Hello and greetings from a new member!

I need to replace the front wheel bearing for my 2005 Almera (1.5 L gasoline).
I have the gist of how it's done, but anything special/particular I should know before I start working?

I have a little bit of DIY experience with cars, but I've never replaced a wheel bearing before (usually I replace cars before bearings wear out 

Thanks in advance!


----------



## jameshenry (Aug 11, 2015)

*Regarding changing of wheel bearing*

If you have never changed a wheel bearing one of the best mode is while removing the concerned part remember each and every step, and while fitting the new one do it accordingly, you will certainly be successful. If the task seems to you difficult, you should get it done from proper mechanic.


----------



## AsiJu (Sep 7, 2015)

Got it replaced OK.
First removed the hub and knuckle assembly from the suspension (struts and steering rod).
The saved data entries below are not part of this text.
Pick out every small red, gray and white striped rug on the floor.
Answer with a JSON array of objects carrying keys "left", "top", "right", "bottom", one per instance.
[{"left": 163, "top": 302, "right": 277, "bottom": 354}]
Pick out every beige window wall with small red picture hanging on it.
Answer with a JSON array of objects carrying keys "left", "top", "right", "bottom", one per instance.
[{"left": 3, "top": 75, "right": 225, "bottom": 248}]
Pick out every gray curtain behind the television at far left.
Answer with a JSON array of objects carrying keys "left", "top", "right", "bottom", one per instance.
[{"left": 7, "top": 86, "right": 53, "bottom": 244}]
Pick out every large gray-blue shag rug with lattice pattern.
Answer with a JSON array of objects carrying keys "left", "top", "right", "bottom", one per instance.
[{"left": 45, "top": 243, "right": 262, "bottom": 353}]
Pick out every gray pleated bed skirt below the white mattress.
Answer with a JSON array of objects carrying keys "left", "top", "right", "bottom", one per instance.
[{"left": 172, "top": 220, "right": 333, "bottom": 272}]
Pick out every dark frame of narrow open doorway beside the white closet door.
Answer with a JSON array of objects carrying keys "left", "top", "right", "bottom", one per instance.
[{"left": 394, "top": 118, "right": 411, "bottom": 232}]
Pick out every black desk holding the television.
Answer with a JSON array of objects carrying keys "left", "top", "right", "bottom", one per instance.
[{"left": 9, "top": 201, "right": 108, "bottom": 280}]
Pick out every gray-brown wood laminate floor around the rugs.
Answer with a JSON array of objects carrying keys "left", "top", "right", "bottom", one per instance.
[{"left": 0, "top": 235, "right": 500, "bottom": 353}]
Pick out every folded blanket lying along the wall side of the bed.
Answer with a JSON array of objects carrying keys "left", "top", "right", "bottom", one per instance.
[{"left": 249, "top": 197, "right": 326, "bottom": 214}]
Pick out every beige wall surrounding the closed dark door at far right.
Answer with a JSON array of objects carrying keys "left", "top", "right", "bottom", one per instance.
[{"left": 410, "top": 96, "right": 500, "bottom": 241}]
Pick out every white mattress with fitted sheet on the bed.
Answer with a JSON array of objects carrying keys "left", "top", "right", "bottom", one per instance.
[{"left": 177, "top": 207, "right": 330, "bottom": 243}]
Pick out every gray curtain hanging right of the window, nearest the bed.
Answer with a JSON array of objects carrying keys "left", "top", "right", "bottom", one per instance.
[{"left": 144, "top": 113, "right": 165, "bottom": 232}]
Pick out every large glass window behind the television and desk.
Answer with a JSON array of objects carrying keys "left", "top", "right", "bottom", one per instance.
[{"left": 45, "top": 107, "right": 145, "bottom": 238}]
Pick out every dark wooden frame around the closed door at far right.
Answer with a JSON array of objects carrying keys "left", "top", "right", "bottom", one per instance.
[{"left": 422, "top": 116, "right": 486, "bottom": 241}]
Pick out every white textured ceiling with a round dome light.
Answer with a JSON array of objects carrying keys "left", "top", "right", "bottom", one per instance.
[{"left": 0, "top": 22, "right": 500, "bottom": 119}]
Came off the driveshaft nicely, a couple of knocks with a hammer were required to loosen it.
Then removed the hub from the knuckle with a "spacer" and a hammer, couple of sharp blasts there too did the trick (tried using a "puller" tool first but didn't work).

Used a hydraulic press for removing the old bearing and fitting in the new bearing (pressing from outer race only) as well as pushing the hub back to the knuckle.

I need now to replace the lower ball joint too as its bolt got damaged in the removal of the knuckle... the pin was so misaligned that the bolts thread got damaged while struggling to remove it.


----------